Edit: I can draw up gate diagrams using the basic gates pretty well by using the order of precedence even with moderately hard equations like in my lab. Im also pretty good with the truth tables. However, the main problem I'm having is understanding how it works with the chips, power, ground, switches, led, resistors (hands on stuff) ect as I have not had ANY experience with even basic wiring or any of that stuff. I guess the logic behind it is what confuses me right now like in the post above I didn't know that you needed resistors or what exactly they do and where to place them. It is only my first week of getting into this stuff but I want to try and get ahead and you guys are helping me out so thanks!
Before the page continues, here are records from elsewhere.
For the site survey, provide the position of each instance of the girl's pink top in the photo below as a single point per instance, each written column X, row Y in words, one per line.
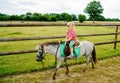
column 72, row 34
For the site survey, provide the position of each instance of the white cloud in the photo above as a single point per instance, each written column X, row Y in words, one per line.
column 111, row 8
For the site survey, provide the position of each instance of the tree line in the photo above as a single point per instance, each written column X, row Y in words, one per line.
column 93, row 9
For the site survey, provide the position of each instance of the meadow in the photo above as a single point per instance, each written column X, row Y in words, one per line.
column 24, row 63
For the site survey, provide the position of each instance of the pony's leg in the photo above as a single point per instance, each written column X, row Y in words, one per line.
column 87, row 62
column 56, row 69
column 67, row 71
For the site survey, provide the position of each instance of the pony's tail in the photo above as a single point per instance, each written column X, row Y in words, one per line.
column 94, row 55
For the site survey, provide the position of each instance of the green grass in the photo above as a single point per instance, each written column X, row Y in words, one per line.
column 21, row 63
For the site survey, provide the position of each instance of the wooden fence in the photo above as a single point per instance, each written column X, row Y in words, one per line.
column 53, row 37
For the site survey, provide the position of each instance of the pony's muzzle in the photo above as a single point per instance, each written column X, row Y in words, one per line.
column 38, row 58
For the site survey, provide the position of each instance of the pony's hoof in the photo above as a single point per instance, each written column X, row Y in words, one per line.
column 84, row 70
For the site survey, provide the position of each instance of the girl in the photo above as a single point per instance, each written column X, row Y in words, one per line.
column 71, row 36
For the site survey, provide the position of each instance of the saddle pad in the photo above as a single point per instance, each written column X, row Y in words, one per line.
column 76, row 50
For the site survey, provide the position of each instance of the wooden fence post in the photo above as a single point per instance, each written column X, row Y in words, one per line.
column 116, row 34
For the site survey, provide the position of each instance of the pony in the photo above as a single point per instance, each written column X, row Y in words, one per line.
column 87, row 49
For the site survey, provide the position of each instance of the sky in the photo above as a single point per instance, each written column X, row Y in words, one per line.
column 17, row 7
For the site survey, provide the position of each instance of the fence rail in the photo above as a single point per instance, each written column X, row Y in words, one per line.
column 31, row 51
column 53, row 37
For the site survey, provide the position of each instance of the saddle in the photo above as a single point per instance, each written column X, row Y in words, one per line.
column 67, row 49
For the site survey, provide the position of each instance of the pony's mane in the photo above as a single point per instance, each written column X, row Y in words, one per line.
column 51, row 42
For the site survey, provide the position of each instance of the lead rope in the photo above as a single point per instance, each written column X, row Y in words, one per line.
column 56, row 54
(I'm getting an analog and digital design trainer with the 7400, 7402, 7404, 7408, and 7432 chips with wires this week so I can start learning how to apply it hands on.. Id love to get suggestions on what else I should get to help out as well)
Hi,
Yes that looks very good
That takes you through the first step...going from equation to symbolic logic. Once you get that for any circuit, then you can move on to the actual implementation which can take many forms such as CMOS, TTL, LSTTL, ALSTTL. FTTL. HCMOS, HCTTL, ECL, too many to mention them all. In each of these cases you could use the same symbolic logic drawing, but there will be differences for inputs if you use switches, and power supply differences, and differences if any clock inputs are switched. So your first step is to convert the equation to logic symbols, then start to think about the logic family that best suites the design task. You can then start to fill in the details of what other parts you might need like pull up or pull down resistors, and then start to figure out the actual physical wiring scheme which may require some thought about how long a given copper trace can be. So going from the symbol diagram to physical layout requires a different thought process.